MAURICIO MACRI, who took office as Argentina’s president in December, has wasted little time in undoing the populist policies of his predecessor. On December 14th he scrapped export taxes on agricultural products such as wheat, beef and corn and reduced them on soyabeans, the biggest export. Two days later Alfonso Prat-Gay, the new finance minister, lifted currency controls, allowing the peso to float freely. A team from the new government then met the mediator in a dispute with foreign bondholders in an attempt to end Argentina’s isolation from the international credit markets.

This flurry of decisions is the first step towards normalising an economy that had been skewed by the interventionist policies of ex-president Cristina Fernández de Kirchner and her late husband, Néstor Kirchner, who governed before her. They carry an immediate cost, which Mr Macri will seek to pin on the Kirchners. Some of the new president’s other early initiatives are proving more controversial.

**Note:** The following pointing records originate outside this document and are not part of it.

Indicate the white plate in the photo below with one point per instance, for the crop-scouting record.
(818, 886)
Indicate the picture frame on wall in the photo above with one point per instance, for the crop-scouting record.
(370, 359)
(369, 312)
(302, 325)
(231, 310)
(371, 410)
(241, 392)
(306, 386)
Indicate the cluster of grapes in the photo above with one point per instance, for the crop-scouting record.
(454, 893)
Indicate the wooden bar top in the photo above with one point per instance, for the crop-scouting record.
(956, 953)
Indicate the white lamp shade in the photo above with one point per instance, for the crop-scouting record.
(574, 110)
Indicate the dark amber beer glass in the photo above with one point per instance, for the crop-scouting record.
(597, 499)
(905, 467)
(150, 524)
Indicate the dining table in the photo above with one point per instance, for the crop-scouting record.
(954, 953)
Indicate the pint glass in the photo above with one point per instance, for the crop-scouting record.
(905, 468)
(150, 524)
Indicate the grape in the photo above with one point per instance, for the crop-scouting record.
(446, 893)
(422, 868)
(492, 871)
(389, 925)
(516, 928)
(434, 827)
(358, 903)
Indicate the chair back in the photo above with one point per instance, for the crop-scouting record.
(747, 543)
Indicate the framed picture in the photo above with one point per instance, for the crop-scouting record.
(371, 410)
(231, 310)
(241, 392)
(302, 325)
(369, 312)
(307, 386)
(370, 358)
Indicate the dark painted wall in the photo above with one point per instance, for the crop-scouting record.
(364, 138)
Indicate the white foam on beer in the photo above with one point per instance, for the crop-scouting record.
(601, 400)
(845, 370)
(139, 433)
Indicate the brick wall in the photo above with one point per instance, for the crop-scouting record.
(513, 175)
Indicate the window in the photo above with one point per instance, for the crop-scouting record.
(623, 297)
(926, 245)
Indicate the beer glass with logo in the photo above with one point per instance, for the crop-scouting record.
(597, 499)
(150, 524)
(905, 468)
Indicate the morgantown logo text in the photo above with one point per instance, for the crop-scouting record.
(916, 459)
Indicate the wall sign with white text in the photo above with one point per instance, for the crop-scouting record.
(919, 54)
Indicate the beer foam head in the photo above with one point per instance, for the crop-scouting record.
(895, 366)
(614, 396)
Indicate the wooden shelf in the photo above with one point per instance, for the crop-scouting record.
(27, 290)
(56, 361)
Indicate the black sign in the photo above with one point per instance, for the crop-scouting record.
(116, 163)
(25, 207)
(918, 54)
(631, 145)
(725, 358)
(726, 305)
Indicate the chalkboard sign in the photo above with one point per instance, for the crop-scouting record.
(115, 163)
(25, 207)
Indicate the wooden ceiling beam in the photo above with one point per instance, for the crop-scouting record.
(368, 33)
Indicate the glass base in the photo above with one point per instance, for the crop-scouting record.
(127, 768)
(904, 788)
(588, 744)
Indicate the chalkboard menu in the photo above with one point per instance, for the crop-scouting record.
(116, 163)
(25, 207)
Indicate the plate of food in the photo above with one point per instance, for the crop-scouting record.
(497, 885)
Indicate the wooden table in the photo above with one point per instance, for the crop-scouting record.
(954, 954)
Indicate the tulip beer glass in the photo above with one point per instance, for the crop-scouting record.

The economic reforms seem to be working. Farmers who had hoarded grain in the hope that the tariffs would be lifted are now selling, replenishing foreign-exchange reserves that had been drained to defend the artificially strong peso. The newly freed currency fell by more than 30%, a further boost to exporters. It has stabilised at around 13 pesos to the dollar. “Substantive” talks with holdout bondholders starting in early January could lead to a return to credit markets in 2016.